迫 私が子どもの時と比べたら、いまはビジネスシーンでのファッションはどんどん自由になり、かつ多様化してきていると感じます。昔はビジネスパーソンの服装といえば「暗い色のスーツに地味なネクタイ」といったイメージが強かったですよね。
私個人の経験でも、前職のマザーハウスではスーツは着なかったですが、“スタートアップといえばTシャツにジーンズ”的なイメージもなくなってきていて、最近はBtoB向けの仕事をする人はスーツをよく着ています。
昔と違って「こういう職業だからこういった服装」といった固定観念のようなものはほぼなくなってきているのではないでしょうか。
迫 俊亮(さこ・しゅんすけ)/ミニット・アジア・パシフィック社長
1985年、福岡県生まれ。UCLA(カリフォルニア大学ロサンゼルス校)社会学部を卒業後、三菱商事に入社。その後、ベンチャー企業のマザーハウスに転じ、 同社の創業期を支えながら台湾における事業確立などでも成果を上げた。2013 年にミスターミニットを運営するミニット・アジア・パシフィック入社。苦戦を強いられていた東南アジア事業の立て直しを担い、2014年4月、29歳にして代表取締役社長に就任。
桑畑 僕もやはり多様性を感じますし、ビジネスファッションのカジュアル化や持ち物もどんどん軽装化している印象があります。恐らく、リーマン・ショックや東日本大震災などの社会の大きな出来事、スマートフォンのようなデバイスの進化などが要因ではないでしょうか。
ただ、多様化したからといって便利になったわけではないと思います。僕が学生のころはファッション誌は「メンズクラブ」や「POPEYE」くらいしかなくて、ファッションの情報を得る手段が限られていました。

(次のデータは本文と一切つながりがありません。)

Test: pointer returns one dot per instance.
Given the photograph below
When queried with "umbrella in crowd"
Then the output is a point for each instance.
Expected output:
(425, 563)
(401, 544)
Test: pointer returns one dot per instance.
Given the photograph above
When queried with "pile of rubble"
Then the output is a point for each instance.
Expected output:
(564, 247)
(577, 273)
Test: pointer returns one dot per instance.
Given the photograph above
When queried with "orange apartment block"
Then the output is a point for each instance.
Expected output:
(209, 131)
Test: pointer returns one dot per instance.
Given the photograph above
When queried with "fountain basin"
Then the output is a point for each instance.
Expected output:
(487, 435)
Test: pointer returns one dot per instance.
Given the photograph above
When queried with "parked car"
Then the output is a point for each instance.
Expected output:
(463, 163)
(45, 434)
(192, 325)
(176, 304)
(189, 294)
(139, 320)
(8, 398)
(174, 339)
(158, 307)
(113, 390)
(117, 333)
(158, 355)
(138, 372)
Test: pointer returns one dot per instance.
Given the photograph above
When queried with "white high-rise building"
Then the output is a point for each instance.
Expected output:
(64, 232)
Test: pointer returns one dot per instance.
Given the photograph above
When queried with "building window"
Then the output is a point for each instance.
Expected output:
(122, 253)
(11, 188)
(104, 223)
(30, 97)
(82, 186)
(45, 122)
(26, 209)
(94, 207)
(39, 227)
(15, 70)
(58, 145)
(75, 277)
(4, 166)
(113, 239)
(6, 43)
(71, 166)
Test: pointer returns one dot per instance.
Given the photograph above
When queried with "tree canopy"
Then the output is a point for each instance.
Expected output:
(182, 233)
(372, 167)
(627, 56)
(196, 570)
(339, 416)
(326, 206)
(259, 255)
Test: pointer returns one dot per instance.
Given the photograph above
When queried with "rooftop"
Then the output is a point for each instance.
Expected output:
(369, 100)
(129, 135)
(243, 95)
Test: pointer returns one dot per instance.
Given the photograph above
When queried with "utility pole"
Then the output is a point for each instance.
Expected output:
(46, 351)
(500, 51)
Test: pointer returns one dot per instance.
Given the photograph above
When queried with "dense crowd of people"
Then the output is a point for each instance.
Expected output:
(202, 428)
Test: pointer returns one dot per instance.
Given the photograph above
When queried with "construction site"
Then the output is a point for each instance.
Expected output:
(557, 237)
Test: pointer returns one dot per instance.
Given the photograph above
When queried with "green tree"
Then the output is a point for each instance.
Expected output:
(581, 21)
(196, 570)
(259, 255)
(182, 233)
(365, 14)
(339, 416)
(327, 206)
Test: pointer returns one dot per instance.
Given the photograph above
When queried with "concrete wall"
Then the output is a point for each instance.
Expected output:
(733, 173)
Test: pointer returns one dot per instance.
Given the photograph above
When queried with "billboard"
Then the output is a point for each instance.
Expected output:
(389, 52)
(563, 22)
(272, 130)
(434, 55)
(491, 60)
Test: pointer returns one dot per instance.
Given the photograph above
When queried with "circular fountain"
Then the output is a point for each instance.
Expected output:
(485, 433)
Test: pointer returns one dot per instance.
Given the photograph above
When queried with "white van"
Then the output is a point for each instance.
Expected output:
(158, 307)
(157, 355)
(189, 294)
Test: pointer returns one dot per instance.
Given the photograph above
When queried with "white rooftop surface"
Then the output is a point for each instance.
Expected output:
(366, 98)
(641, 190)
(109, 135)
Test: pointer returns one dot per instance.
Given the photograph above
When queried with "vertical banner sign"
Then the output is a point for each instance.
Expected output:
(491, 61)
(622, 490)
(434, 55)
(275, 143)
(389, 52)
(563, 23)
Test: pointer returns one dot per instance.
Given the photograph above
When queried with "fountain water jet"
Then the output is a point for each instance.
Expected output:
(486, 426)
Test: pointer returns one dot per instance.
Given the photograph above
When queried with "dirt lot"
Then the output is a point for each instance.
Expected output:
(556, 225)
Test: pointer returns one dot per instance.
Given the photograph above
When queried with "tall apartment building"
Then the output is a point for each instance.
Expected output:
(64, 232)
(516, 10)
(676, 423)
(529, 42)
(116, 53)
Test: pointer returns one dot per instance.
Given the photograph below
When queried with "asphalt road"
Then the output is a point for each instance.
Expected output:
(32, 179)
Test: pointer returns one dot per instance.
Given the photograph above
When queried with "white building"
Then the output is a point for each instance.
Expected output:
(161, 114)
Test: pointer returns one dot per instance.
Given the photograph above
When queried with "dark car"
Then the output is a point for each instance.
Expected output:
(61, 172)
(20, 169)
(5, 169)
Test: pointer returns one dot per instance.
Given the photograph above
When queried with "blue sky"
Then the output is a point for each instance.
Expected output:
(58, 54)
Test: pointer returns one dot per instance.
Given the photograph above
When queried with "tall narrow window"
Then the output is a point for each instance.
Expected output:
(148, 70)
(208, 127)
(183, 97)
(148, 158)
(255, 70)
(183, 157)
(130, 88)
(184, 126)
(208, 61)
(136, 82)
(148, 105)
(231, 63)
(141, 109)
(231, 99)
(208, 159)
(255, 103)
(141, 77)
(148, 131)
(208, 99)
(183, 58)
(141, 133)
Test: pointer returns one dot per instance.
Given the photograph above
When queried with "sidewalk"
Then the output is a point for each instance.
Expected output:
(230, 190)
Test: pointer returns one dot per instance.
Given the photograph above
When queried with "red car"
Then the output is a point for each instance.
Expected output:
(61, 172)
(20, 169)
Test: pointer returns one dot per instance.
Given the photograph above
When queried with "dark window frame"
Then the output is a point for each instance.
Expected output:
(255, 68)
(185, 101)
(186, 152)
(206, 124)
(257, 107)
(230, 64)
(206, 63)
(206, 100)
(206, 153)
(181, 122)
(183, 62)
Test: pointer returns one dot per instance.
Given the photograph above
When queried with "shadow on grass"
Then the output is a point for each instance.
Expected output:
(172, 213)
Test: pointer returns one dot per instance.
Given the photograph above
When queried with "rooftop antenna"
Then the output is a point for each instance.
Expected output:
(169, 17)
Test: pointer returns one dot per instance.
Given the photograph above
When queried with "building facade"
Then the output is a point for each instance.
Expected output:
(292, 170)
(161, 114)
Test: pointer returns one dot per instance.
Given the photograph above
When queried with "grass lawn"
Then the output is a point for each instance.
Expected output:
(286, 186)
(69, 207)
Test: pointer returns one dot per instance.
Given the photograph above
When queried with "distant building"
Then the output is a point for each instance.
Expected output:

ただ、現在はこれだけ「雑誌が売れない」と言われている中でも本屋に行ったらたくさんファッション誌が置かれていますよね。
これだけ情報が多い状況だと、ビジネスパーソンも自分が何を買えばいいのかわからなくなってしまっているのではないでしょうか。
桑畑 晃(くわはた こう)/株式会社 吉田 企画開発本部・取締役本部長
1968年神奈川県生まれ。文化服装学院卒業後、1989年に株式会社 吉田(吉田カバン)に入社。入社後は企画部に配属され、デザイナーとして活躍。その後は、デザインだけでなく企画開発本部・取締役本部長として会社の中軸を担う。
迫 確かに、私の身の回りでも情報が増えすぎて何を買えばいいかわからないという人が多くいます。
同じことはキャリアにも言えますよね。昔は王道のキャリアというものがありましたが、いまは大企業だって傾く時代ですし、かといってスタートアップだって簡単に潰れるのは変わらない。
「これをやっておけば間違いがない」というセオリーはもうどこにもないと思います。
──多様化には功罪があると思いますが、そちらについてはどう考えていますか。
迫 基本的には多様化により選択肢が増え、世界観が広がることはいいことだと思っています。ファッションで考えても、カジュアルからフォーマルまで選ぶことができますよね。
ただ、選択肢が広まった一方で「こだわる」「突き詰める」ということは減ってしまったと考えています。ファストファッションももちろん否定はしませんが、既存の概念を打ち破るような新しい提案ではないですよね。
こだわって商品を開発したからといって、ビジネス的にうまくいくかといえば必ずしもそうではありません。むしろ苦労するところも多い。難しい時代だと思います。

「ストーリー」が今後は大事に

──今回の対談の核でもある「バッグ」ですが、ビジネスシーンにおけるバッグもどんどん自由になってきましたよね。例えばNewsPicksでも時々話題になりますが、昔は「スーツにバックパックなんてありえない」と言われていたのに、最近はスーツにバックパックを背負う人もよく見かけるようになりました。桑畑さんから見て、ビジネスの世界でのバッグの変化についてはどう捉えていますか?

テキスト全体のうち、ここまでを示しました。